As a shortcut to explaining that gender parity and merit are not mutually exclusive – point to the qualifications of the current cabinet – and that eventually all parties will benefit from the inevit- able deepening of the political talent pool this simple gesture will engender, try telling any holdouts that men are from Mars, women are from PEI, and speak French.
Two words for anyone you come across gripped with panic over the destruction of our meritocracy vis-à-vis the Prime Minister's selection of ministers: Peter MacKay. If that fails, try "Julian Fantino." If that fails, try "Peter MacKay" twice more.
Do not consume the food of anyone you encounter claiming to be fine with the cabinet but decrying the Liberals' decision to announce their gender parity plan ages ago, when it might attract and benefit candidates, and serve as an explicit statement of the party's priorities.
These decriers clearly don't want any politics in their politics, lord knows what's in that shepherd's pie.
– Care for the actual wounded.
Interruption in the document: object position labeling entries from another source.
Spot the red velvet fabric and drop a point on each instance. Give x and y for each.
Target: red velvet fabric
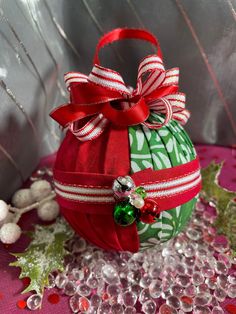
(108, 154)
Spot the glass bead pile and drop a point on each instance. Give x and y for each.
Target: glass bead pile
(192, 273)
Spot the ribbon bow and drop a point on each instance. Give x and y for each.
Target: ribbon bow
(102, 97)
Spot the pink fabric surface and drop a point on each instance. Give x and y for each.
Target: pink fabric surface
(11, 286)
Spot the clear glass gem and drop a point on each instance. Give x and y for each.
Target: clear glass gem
(173, 302)
(231, 291)
(83, 290)
(70, 288)
(149, 307)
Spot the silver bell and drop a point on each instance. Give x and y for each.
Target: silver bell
(123, 186)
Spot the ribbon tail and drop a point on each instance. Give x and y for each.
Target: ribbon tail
(91, 130)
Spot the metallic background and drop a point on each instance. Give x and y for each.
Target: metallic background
(42, 39)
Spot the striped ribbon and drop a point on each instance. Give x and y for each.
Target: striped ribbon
(153, 84)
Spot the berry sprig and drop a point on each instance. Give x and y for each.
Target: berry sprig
(40, 195)
(132, 203)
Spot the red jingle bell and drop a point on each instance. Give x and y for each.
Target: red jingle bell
(149, 212)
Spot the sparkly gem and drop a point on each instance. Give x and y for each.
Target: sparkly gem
(70, 288)
(222, 281)
(104, 308)
(207, 271)
(177, 290)
(74, 303)
(149, 212)
(173, 301)
(117, 309)
(129, 298)
(202, 310)
(144, 295)
(231, 308)
(83, 290)
(124, 213)
(202, 299)
(145, 281)
(166, 309)
(110, 274)
(220, 294)
(123, 186)
(61, 280)
(232, 278)
(136, 200)
(217, 310)
(197, 278)
(130, 310)
(95, 301)
(231, 291)
(53, 298)
(149, 307)
(186, 303)
(190, 291)
(183, 280)
(155, 289)
(21, 304)
(141, 191)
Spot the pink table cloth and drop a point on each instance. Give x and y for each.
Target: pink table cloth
(11, 286)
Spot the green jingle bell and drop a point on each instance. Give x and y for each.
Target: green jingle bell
(124, 213)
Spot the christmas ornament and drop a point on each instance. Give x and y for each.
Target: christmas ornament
(126, 168)
(39, 196)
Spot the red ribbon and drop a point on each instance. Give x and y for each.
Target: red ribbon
(104, 97)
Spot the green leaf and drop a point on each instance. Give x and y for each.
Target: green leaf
(44, 254)
(224, 200)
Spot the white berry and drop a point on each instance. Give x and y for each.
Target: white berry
(10, 233)
(4, 208)
(22, 198)
(138, 202)
(40, 189)
(48, 210)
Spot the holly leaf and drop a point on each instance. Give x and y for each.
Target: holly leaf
(44, 254)
(223, 199)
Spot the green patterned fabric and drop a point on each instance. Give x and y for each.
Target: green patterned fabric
(159, 149)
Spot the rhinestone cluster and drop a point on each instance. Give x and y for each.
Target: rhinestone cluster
(132, 203)
(192, 273)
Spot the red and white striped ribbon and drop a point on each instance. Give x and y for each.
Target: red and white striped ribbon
(151, 77)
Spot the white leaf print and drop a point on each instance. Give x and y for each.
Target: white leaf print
(170, 145)
(167, 227)
(140, 139)
(130, 139)
(158, 139)
(156, 161)
(177, 209)
(165, 160)
(166, 214)
(156, 225)
(147, 164)
(147, 132)
(184, 148)
(144, 229)
(134, 166)
(164, 132)
(182, 158)
(176, 150)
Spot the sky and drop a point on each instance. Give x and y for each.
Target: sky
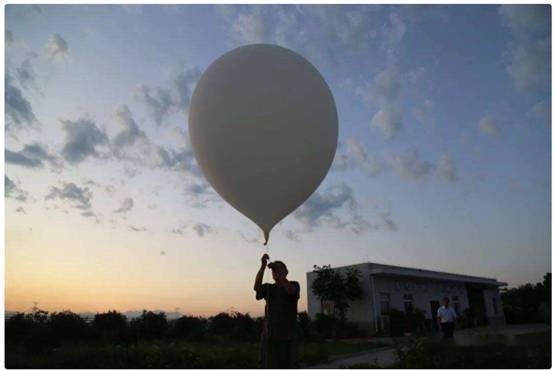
(443, 161)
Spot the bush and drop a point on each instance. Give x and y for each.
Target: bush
(111, 327)
(234, 325)
(190, 327)
(149, 325)
(418, 353)
(67, 326)
(326, 325)
(305, 327)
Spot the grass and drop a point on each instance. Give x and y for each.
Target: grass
(182, 354)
Women you were convinced desperately needed to be saved from becoming ministers are just fine. Don't bandage them. Stop trying to put a tourniquet on Jane Philpott; it's not possible to cut yourself on being Minister of Health, a position for which she's dauntingly qualified.
In a women-being-equally-represented-in-cabinet emergency, too many people expend their energy worrying about these new ministers' imagined insecurities.
Retire to your bunker, and rest easy. There's a good chance that these women understand they're well-qualified to be ministers. Anxiety that, because of the quota, Jody Wilson-Raybould will never know if she was really fit to be Minister of Justice or her abilities tapped out at Crown prosecutor, member of the B.C. Treaty Commission and regional chief of the B.C. Assembly of First Nations is likely misplaced.
Thanks for your concern-trolling, pundits, but I'm pretty sure none of these women agonize over the possibility that they're in cabinet only to fill a quota and, if your stated opposition to the quota is that you will never know if they are qualified, seek shelter, somewhere that has Internet, and look them up.
– Always remember that, as a rule, the "you fail, in forming your policy, to take into account what a massive, insufferable, ignorant tool I am" argument is not as effective as you believe. Deploy only as a last result. Claim you were drunk.
Understand that women are generally pretty inured to accusations they're somewhere because of some mostly imagined quota. Our collective eye-roll over this accusation and many other things is what makes the Earth turn and that's why I am not Science Minister like Kirsty Duncan. Google her.
Frankly, certain men believing we're anywhere only to fill a quota makes a novel change from have them believe we're in the building because we're bringing someone a sandwich, are lost and can't find our way out, or are sleeping with the boss.
– Boil water. If, having examined the résumés of everyone in this cabinet, you still feel compelled to write a think piece about all the more qualified Andrew Leslies left out because of these women, plunge both your hands into that water. We can get through this together.